I have some memory- and CPU-intensive multithreaded image analysis code.
In 1.8.5, on an AWS Linux system with 64 GB of RAM and 8 vCPUs, the code will run in cycles, spiking up to (for one example) 23 GB of allocated RAM and 800% CPU usage, executing in 37 min. Running the GC at the end drops memory usage to 7 GB, and then with malloc_trim, 3.0 GB.
On 1.9-rc1, I observe no more than 600% CPU usage, no more than 7 GB allocated (in a second phase that isn’t parallel, goes up to 14 GB), executing in 33 min. Running the GC at the end drops memory usage to 5.0 GB, and then with malloc_trim, 2.9 GB.
It’s hard to diagnose that remotely without source code. It’s quite possible that a lot of time in 1.8.5 was spent in the kernel for allocations, which is reduced by fewer allocations in 1.9, leading to an overall reduction in CPU usage.
If you were fully utilising your CPUs before and now you’re not, then your code is no longer CPU bounded - which is good because it means Julia has generated machine code which uses the CPU more efficiently.
Perhaps it’s now memory bandwidth bounded, given how much memory you’re using. If you want to go even faster you may need to improve your memory access patterns.
strace doesn’t show many significant differences in system calls, except 40% fewer futex calls in 1.9-rc1, 30% of which error (proportion the same as 1.8.5)

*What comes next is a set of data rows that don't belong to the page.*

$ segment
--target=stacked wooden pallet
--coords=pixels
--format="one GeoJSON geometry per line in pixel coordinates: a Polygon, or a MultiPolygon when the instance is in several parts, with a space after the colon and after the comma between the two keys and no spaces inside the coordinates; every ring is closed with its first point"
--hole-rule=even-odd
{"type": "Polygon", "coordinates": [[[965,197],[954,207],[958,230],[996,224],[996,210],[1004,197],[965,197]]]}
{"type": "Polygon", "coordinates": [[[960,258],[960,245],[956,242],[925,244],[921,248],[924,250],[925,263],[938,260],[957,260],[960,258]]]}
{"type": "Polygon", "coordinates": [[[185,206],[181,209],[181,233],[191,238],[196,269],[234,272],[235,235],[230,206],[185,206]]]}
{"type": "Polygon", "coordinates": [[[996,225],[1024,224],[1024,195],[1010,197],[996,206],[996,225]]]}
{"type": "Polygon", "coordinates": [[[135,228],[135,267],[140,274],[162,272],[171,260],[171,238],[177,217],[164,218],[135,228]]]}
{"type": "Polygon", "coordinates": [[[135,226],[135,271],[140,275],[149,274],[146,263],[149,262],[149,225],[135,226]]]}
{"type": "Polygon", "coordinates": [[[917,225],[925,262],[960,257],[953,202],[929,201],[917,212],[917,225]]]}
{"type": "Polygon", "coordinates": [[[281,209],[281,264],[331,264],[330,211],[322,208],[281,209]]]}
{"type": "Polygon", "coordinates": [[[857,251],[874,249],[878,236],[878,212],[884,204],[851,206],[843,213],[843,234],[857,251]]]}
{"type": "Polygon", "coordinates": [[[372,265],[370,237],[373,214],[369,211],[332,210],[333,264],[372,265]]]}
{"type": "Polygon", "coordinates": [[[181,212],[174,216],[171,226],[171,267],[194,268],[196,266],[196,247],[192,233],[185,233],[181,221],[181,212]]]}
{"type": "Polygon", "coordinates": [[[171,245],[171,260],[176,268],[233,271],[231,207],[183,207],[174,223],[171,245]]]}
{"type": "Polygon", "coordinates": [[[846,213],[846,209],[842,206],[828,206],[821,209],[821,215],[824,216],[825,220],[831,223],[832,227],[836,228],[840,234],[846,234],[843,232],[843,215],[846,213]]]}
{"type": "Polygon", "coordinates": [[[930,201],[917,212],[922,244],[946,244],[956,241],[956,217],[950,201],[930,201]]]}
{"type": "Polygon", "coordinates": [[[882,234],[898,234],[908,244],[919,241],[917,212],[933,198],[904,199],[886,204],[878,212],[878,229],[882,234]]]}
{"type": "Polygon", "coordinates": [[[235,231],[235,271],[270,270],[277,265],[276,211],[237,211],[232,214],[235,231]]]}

You wouldn’t see a difference in syscalls, since that’s the part of the workload that involves interacting with the rest of the world, which presumably hasn’t changed. Julia generating faster machine code could account for work getting done more efficiently and there not being enough of it to saturate more than six cores anymore. How well parallelized is your work?
There’s always the option to spin up two tamales that busy wait if you really want to see those last two cores pegged
Certainly 25% of performance is left on the table, but it may or may not be Julia that’s leaving it. The first suspect is the code: if it doesn’t expose sufficient parallelism then nothing the language does can fix that. If it does expose sufficient parallelism, the you can start looking at the language.
Any chance you could come up with something that is portable? (I had doubts along similar lines, but failed to create something that others could easily run.)